Tunisie : bientôt, une carte d’enregistrement temporaire pour faciliter le retour volontaire des migrants ?
Le député au conseil national des régions et des districts représentant le gouvernorat de Ben Arous Marouane Zayane, a présenté une proposition, adressée au ministre des affaires étrangères, de la migration et des Tunisiens à l’étranger, visant à organiser le dossier des migrants irréguliers en Tunisie, à travers un mécanisme administratif qui repose sur la création de « la carte d’enregistrement temporaire pour faciliter le retour volontaire ».

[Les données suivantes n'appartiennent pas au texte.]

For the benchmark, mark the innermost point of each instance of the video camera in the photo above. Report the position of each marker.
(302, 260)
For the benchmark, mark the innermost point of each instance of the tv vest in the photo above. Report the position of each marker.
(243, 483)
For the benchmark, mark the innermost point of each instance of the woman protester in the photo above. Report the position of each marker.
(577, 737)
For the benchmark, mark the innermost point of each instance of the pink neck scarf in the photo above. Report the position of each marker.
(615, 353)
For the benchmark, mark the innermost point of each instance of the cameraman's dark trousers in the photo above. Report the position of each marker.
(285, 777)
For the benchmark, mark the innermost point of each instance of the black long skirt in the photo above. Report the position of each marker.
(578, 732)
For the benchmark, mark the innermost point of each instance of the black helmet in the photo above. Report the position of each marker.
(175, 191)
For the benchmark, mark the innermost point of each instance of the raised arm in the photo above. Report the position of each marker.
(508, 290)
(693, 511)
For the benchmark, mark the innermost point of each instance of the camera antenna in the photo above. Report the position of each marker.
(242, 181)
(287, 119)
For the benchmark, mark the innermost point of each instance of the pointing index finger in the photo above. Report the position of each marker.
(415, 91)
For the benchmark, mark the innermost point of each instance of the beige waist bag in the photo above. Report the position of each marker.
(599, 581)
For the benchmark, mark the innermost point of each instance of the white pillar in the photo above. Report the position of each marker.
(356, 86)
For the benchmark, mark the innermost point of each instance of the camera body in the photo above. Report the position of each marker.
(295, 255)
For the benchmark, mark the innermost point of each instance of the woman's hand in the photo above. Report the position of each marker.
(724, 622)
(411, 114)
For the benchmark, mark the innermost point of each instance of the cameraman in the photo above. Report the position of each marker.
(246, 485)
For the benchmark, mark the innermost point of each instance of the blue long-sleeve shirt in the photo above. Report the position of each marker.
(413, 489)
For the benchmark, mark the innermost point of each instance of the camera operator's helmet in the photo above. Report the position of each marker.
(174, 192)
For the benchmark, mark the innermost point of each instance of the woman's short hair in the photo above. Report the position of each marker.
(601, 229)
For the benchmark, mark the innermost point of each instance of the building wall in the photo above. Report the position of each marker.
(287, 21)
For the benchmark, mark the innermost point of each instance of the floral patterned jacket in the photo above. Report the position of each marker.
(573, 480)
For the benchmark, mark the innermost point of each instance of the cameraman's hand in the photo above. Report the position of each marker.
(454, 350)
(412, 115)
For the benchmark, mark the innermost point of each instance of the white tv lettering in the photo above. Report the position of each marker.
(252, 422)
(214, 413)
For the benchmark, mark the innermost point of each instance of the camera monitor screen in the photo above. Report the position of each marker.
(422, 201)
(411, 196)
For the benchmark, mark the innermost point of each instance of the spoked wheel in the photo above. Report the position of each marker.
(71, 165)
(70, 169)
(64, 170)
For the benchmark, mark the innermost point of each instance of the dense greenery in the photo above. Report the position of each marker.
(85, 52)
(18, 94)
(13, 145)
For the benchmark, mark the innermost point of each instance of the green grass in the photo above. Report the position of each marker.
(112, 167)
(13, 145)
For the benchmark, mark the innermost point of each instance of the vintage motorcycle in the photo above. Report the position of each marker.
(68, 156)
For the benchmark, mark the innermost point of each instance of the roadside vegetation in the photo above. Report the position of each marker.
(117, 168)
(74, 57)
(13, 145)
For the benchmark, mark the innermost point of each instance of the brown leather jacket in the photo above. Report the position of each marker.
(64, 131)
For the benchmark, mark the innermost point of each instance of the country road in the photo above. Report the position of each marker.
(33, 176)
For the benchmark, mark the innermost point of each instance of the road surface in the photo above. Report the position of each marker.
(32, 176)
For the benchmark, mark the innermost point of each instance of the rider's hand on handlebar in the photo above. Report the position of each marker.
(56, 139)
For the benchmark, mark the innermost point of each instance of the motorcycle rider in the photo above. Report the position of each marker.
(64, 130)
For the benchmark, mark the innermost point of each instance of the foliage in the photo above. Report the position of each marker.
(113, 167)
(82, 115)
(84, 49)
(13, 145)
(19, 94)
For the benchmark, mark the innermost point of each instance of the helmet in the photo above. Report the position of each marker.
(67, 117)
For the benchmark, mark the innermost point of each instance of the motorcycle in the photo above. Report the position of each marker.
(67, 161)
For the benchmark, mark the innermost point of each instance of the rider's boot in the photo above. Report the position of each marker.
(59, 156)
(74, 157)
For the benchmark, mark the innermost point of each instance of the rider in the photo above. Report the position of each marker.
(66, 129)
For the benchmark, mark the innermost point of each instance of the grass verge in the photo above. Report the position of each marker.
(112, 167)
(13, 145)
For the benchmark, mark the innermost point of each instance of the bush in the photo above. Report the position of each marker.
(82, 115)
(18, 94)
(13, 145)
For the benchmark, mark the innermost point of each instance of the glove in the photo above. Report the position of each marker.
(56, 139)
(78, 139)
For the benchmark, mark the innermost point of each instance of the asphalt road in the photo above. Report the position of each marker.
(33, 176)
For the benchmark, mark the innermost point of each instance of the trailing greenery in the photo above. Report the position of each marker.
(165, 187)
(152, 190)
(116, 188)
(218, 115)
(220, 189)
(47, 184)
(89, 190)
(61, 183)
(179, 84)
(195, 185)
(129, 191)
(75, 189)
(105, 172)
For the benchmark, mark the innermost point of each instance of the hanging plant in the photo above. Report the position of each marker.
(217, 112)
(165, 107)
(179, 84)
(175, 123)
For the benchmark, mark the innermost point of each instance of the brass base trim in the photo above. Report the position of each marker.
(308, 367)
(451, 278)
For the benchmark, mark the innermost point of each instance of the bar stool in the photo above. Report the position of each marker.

Cette proposition permettra de trouver des solutions au dossier de la migration irrégulière en Tunisie de manière à préserver la souveraineté de l’état et à gérer les données relatives aux migrants irréguliers tout en respectant les engagements internationaux de la Tunisie en matière de droits de l’homme, a souligné l’initiateur de cette proposition dans une déclaration à la TAP.
Le député propose le lancement d’une carte d’enregistrement temporaire pour faciliter le retour volontaire, qui est un document administratif tunisien accordé aux migrants irréguliers leur permettant d’adhérer au programme de retour volontaire vers leurs pays d’origine.
Cette carte ne garantit pas la résidence légale sur le territoire tunisien ou l’asile. Elle a pour objectif d’enregistrer les données biométriques des migrants (empreintes digitales, photo et identité déclarée) et accorde à chaque migrant un numéro d’enregistrement.
Elle a pour but de mettre en place une base de données pour gérer ce dossier de manière efficace en déterminant le lieu de résidence temporaire actuel (municipalité / gouvernorat) de relier les dossiers des membres d’une même famille (épouse et enfants) pour garantir un rapatriement familial et éviter la dispersion des familles, de prouver l’engagement de la personne concernée dans le processus de retour volontaire et de faciliter la coordination avec les programmes de retour volontaire de l’organisation internationale pour les migrations (OMI).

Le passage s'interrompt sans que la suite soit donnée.